I had to miss another WNBA season. Brian had left and the new Seattle coach Jenny Boucek had flown over to China to see me play. Jenny had been assistant coach under both Anne and Brian, she’d been there throughout my Storm career. She’s lovely, she’s very religious and has a heart of gold, she’s another great friend. Jenny was sitting there with Mum when my knee went and saw it all unfold, she was shattered for me, she knew exactly what had happened, and Seattle also understood. I wanted to get a couple more championships for Seattle and end my career like an athlete should—a professional athlete who’s had a career like mine should end on top of the world, on their own terms. But there’s nothing you can do about injuries like that. Seattle realised there was no point in pushing it anymore, I couldn’t play, that was obvious.

As soon as I got home I went to see a specialist and he organised surgery the following day. He went in, repaired the meniscus insertion—where the meniscus, a thin fibrous cartilage, attaches to the bone—and cleaned out the bone chip. It looked like my knee was good and wasn’t going to deteriorate further. As well as my knee, my left Achilles, which had been bad for a couple of years, had to be fixed. Interestingly enough, my entire right leg, everything on my right side, from my back down to my foot, was injured. With my left Achilles being so bad for so long, I sometimes wonder whether I was putting pressure on it by favouring my right side.

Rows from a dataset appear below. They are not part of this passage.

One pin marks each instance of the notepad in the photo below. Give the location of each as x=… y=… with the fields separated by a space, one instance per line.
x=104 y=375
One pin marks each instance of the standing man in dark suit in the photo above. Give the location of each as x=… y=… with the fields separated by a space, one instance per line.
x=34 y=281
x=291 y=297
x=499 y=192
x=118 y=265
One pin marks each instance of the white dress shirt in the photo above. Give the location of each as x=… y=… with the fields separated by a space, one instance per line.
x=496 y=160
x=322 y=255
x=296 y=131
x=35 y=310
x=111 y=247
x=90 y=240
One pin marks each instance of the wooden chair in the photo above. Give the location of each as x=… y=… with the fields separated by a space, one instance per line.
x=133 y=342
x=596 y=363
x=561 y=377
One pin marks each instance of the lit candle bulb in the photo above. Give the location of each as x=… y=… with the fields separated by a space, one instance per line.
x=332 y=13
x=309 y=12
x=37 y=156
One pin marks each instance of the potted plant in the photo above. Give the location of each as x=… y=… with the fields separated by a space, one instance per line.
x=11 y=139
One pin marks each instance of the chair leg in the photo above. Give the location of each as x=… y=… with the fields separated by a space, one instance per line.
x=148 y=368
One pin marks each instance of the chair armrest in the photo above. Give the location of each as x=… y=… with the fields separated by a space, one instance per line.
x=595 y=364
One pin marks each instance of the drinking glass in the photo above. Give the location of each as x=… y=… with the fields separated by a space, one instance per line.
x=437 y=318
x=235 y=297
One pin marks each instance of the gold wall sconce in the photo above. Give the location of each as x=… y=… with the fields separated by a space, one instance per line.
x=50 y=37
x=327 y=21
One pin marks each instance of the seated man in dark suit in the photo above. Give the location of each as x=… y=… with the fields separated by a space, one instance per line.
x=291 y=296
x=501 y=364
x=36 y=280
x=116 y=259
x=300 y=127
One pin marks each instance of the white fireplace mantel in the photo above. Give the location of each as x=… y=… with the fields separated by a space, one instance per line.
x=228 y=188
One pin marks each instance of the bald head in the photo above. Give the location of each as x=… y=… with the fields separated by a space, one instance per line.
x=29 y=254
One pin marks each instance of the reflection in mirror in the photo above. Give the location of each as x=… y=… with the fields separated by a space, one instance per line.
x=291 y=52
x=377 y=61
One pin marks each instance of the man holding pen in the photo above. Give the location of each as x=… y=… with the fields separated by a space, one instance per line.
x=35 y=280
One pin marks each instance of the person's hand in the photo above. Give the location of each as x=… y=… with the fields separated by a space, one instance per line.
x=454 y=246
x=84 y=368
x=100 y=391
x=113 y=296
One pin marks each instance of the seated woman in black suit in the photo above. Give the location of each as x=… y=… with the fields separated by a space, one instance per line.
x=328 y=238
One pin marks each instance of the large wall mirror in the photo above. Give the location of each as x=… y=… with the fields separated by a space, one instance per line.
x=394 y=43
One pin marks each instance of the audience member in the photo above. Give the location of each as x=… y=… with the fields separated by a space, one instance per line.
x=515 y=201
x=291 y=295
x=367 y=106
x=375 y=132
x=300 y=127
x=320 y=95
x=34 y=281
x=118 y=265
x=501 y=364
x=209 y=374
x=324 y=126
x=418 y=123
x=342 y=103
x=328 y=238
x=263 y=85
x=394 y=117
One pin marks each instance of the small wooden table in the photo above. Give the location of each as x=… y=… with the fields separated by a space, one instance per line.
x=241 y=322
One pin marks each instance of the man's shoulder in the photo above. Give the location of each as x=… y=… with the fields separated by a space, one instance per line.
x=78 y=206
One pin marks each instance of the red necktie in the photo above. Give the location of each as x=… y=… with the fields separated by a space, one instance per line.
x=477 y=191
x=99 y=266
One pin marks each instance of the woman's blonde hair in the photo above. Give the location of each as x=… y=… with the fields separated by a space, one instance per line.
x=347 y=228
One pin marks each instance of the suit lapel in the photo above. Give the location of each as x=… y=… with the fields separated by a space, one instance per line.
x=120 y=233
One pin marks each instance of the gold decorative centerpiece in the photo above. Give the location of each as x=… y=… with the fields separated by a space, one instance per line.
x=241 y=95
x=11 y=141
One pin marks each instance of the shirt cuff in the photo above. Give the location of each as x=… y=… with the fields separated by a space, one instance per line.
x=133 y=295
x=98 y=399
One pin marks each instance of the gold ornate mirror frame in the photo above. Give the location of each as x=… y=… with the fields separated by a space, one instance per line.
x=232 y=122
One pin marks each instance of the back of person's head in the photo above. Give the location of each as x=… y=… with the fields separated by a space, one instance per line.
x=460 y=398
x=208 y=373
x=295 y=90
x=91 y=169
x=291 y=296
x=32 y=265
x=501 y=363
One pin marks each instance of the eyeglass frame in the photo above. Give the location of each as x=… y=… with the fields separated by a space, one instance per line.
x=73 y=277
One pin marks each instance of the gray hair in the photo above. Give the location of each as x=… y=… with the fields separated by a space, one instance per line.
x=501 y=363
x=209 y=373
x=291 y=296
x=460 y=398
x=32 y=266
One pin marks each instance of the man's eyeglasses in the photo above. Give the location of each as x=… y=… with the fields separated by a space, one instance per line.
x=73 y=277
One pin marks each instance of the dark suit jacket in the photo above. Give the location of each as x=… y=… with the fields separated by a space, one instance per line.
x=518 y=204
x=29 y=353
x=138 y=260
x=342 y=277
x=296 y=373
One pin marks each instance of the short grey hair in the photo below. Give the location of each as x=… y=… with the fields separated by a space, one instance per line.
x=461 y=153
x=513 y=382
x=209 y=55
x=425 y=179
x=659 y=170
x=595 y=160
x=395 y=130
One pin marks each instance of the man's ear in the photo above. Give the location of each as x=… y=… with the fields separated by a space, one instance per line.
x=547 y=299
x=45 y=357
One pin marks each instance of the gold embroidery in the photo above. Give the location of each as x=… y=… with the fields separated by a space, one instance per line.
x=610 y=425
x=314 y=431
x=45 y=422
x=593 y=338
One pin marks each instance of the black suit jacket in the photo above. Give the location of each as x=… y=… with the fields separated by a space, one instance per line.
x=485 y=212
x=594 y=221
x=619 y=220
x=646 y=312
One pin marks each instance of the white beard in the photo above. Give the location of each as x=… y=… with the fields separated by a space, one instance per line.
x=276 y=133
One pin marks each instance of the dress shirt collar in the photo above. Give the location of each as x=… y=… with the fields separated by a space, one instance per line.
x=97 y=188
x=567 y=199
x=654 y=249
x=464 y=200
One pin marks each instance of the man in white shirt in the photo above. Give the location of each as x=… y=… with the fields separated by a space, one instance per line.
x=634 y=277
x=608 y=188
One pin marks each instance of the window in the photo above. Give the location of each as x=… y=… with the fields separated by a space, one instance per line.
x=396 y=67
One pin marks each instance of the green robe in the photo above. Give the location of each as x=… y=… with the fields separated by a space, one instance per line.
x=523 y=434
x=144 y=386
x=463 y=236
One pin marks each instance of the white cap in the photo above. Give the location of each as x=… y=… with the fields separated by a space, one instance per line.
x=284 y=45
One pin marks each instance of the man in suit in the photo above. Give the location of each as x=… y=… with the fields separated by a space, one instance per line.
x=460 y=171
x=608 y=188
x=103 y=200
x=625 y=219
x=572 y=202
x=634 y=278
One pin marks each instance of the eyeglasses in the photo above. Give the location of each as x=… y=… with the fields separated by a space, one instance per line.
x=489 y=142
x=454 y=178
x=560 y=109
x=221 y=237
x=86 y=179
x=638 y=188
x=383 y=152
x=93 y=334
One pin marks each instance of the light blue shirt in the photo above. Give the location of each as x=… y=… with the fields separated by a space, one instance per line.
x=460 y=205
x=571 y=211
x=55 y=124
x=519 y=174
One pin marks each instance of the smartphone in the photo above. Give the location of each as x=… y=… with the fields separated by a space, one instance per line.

After the repair my knee seemed fine. My Achilles had been fixed, and I was training to get back on court, both for the Capitals and for the Opals in the Rio Olympics, which would be my fifth Games. But I had the upcoming FIBA World Championship to play first.

When it was time for me to start training again I was cleared to do some light shooting, which was a relief. But then, while practising at home with a friend, I took a jump shot, a regular three-pointer, and felt the same knee crack again, and it all came apart. Straight back to the doctors for more tests and more surgery. When they went in to look at it, it wasn’t doing as well as they’d hoped or expected, and I had torn the meniscus at the insertion again.

I rehabbed my knee but it kept swelling, and it seemed that whenever I tried to get back on court for either the Australian team or for Canberra, I would be sidelined. I always felt under the pump to come back, I hated the thought of letting everyone down. I would push myself, push myself, and then something would happen again and I’d have to start all over. My knee just wasn’t right, and I finally called it a day on making the 2014 world championships, and put my energy into getting ready for Canberra again.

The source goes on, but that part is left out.